Physical chemistry and mechanism of intercalation in graphite

Abstract

If one exposes a 10 mm-thick piece of pyrolytic graphite to Br 2 and follows the thickness changes of five marked sections in the 10 mm, it is apparent that intercalation starts in the interlayer regions next to the two basal planes and not throughout the 10 mm. In fact, if one caps the ends to prevent this end reaction, then no expansion occurs in any region. Furthermore, the threshold pressure required to initiate the end reaction increases with the total thickness of the slab of graphite. A similar behavior has been observed with four other reactants in flakes of natural graphite whose dimensions are about 2 mm in a direction parallel to the carbon layers. They are (1) CrO 2Cl 2, which will intercalate thin flakes but will cause no weight increase or expansion in flakes thicker than about 100 μm. (2) CrO 3 at 220 °C which gives a higher content of intercalated material in thin- than in thick flakes. (3) MoCl 5 vapor at 300 °C which gives a higher content and gives it more rapidly in thin- than in thick flakes. (4) FeCl 3 in nitromethane which, as a 3 M solution, with a 20 μm thick flake gives an expansion of 150%. With a 90 μm flake the expansion is 60% on initial exposure, but after exposure to pure solvent, with some accompanying shrinkage, the expansion is a total of 80% during a second exposure to FeCl 3 solution.

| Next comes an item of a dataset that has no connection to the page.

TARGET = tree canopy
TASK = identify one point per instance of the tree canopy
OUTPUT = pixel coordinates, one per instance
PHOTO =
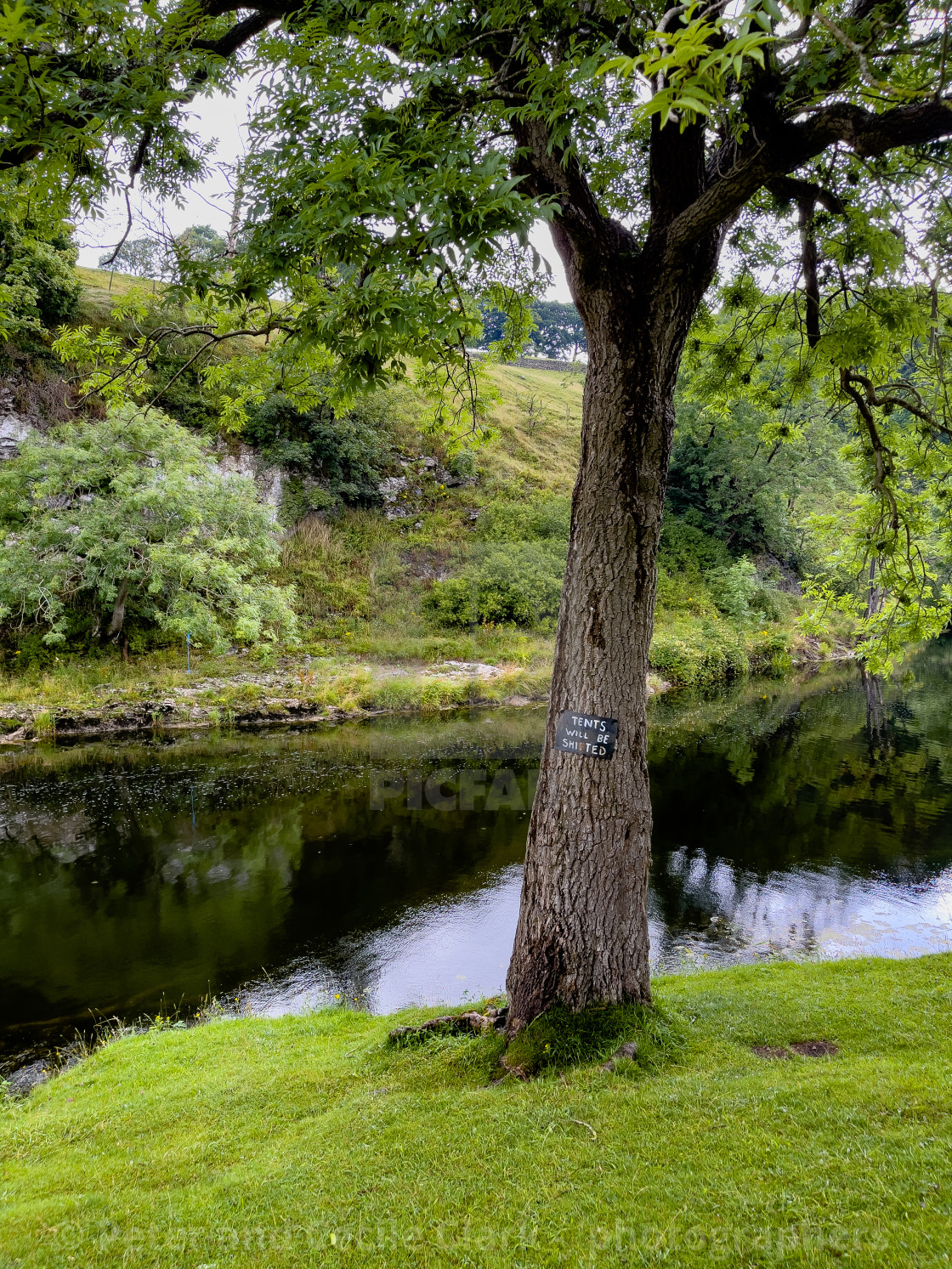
(128, 523)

Repeated cycles finally raise this to the 150% of the thin flake. A theory to account for the above behavior tentatively suggests that the charge transfer between the reactant and the two basal planes of a flake modifies the band structure so that the nth space is intercalated, where n is the stage number (number of carbon layers between reactant layers). The effect is transferred through the layer system as intercalation proceeds. It is, however, countered by the energy required initially to distort two layer planes when intercalation starts at the periphery of those two planes. This energy requirement increases with the flake thickness, thereby accounting for the above effects.